Glen, I spoke with David Hughes of the Canadian Geological survey at ASPO Houston and one mind blowing statistic he gave me was that agriculture is roughly 6% efficient. To produce 1 cal of food requires 17 cals of energy. Apparently, about 100 years ago the ratio was 1:1. Fortunately during transition we can eat less meat and boost that efficiency.

Are the data you produce for the USA?

Are you able to comment on crop yields and fertilizer usage - and throw us a chart showing declining yields with oil price?

Finally, with 5.75 billion dead - where are the slaves going to come from?

Yep, we have the least efficient food production system ever devised in the entire history of civilisation, by several orders of magnitude.

Personally, I see that as a cause for hope - it means that we have ample opportunity to improve it. We've gone down the brute force route simply because that was cheapest and easiest (well, that and a few historical accidents). When brute force solutions are no longer cheap or easy, then perhaps we can start trying more elegant approaches (I'm thinking Permaculture here).

As for slaves, I doubt they'll be needed. If the choice is work the land or starve, I know which one I'll be choosing. I've lived the life of an agricultural labourer before, and it really wasn't all that bad.

Yes, except as per our "let others do the work" ethos, the guys with the guns who don't want to muddy their hands, will take it from those who actually farm. By force.

This is the way it has been in the history of food production in times of scarcity and empires.

If things come to scarcity again at global scale, I think it is fair to assume that the same cause of action is at least probable.

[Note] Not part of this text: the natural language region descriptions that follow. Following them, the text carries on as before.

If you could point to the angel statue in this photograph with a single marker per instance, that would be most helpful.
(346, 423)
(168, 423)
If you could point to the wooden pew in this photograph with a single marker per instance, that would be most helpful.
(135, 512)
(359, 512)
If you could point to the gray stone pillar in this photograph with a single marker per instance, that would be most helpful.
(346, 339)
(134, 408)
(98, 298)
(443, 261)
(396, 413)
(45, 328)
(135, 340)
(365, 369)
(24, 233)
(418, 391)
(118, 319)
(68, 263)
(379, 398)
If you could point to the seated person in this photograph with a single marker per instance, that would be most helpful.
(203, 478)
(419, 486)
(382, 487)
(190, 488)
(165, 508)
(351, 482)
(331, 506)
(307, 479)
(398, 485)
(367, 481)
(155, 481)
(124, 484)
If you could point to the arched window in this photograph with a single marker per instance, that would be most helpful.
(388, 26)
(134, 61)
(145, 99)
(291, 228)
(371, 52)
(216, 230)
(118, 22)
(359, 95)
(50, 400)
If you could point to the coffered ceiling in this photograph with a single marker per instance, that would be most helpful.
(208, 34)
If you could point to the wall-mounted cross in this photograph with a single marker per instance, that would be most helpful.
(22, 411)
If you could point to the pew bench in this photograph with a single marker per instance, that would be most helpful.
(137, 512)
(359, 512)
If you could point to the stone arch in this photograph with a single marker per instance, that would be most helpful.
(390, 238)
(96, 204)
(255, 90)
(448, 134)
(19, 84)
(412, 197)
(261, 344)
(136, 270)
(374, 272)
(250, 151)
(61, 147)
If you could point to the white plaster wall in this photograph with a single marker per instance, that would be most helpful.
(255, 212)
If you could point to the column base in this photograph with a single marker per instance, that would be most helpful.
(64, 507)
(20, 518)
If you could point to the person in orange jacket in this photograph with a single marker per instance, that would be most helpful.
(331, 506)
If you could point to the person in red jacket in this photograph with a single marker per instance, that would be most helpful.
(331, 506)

Here's hoping it won't come to that.

Reading the One-Straw Revolution (Fukuoka), one can't help to think that a more efficient production system is possible, but it will take time to learn for most and even longer to transition to it. That is, if energy scarcity becomes so bad as to warrant a complete makeover of the "totalitarian agriculture" as Daniel Quinn has labeled it.

slaves? who need them if the robotics can do their jobs more cost effectively?
guns? who need them if the designer virus can do their jobs more cost effectively?

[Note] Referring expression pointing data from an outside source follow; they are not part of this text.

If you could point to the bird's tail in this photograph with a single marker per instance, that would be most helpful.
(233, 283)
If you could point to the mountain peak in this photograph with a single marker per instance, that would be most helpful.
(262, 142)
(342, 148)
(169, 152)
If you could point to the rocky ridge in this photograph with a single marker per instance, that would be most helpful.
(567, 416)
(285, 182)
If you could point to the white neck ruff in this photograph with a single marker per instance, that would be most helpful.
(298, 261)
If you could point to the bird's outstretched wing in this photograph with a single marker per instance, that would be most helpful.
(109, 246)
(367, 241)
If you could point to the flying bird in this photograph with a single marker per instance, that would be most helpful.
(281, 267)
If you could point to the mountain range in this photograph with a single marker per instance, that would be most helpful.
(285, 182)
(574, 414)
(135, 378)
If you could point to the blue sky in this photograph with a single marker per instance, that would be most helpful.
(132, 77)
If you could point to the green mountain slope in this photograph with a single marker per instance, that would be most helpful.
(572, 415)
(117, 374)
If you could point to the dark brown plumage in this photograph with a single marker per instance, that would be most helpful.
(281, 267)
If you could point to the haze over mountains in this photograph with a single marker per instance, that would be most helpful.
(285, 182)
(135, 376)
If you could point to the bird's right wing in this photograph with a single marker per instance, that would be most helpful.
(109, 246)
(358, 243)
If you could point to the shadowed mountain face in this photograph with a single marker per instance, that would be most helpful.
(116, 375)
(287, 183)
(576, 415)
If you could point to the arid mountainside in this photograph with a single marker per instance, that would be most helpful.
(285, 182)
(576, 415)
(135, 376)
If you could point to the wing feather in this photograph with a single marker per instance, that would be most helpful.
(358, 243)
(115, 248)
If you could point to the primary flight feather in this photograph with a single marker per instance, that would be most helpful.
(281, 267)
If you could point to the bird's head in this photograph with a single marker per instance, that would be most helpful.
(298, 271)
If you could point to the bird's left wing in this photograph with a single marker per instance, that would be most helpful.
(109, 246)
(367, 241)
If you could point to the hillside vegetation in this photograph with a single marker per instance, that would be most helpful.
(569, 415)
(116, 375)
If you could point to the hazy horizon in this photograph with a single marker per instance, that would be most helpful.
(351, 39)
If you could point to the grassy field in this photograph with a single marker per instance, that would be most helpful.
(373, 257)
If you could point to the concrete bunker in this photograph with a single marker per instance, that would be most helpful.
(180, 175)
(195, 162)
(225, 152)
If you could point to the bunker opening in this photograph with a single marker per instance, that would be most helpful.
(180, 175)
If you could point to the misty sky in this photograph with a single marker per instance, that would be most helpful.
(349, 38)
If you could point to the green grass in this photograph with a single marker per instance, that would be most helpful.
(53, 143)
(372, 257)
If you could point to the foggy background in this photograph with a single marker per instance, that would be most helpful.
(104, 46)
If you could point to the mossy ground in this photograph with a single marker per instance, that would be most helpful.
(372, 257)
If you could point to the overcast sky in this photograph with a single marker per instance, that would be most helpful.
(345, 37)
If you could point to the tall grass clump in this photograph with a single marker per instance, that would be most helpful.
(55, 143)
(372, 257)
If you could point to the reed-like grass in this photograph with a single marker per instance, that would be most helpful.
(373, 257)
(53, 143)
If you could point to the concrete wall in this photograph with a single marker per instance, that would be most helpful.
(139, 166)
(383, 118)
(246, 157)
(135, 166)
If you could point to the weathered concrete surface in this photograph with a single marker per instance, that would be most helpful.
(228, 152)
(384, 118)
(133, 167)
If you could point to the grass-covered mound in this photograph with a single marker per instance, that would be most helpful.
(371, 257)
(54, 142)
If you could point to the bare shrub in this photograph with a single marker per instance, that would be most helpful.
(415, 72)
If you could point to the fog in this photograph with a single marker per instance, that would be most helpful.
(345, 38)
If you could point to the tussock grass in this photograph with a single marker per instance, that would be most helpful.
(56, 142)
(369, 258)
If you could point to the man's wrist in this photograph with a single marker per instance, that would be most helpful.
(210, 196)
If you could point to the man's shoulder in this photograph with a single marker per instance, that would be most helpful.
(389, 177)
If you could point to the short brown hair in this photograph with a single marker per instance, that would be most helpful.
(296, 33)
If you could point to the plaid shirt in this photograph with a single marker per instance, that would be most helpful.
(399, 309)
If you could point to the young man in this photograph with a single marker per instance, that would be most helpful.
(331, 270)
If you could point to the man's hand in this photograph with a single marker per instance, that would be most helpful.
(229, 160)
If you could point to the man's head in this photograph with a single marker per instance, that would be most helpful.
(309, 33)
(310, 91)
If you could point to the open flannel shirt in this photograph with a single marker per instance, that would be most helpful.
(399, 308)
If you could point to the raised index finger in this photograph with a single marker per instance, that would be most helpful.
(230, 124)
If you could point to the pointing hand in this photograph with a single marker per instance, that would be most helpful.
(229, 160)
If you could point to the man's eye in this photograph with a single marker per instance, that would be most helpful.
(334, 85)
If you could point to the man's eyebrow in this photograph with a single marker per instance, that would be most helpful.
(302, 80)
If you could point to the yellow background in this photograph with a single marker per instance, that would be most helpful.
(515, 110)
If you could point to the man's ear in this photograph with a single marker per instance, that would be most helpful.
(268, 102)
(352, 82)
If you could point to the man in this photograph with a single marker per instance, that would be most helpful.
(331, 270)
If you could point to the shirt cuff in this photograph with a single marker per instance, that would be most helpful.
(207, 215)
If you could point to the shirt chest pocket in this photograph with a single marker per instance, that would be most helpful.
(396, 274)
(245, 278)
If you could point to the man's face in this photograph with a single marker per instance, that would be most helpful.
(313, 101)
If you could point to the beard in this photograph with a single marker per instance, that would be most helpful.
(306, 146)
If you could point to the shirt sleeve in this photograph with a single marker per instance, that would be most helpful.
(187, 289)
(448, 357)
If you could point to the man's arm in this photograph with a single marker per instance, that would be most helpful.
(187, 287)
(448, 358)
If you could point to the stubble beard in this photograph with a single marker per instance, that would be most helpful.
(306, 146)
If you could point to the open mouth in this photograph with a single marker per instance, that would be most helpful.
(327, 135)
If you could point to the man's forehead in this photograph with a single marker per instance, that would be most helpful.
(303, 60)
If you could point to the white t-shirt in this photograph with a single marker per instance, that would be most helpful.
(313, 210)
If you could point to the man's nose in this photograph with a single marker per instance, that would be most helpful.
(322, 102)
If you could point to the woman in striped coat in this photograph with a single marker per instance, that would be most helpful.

There is land that is adequate for pasture that is not adequate for much else. Grass fed beef can be raised without foregoing other crops, so what needs to be changed is the foolish feeding of grains to beef, not the elimination of the high quality protein that meat is.

I couldn't tease a relation between oil price and crop yield out of the data. Last year's wheat crop was abysmal because of weather, not because of price. I touched on that in the note. There are too many variables for yield other than fertilizer use.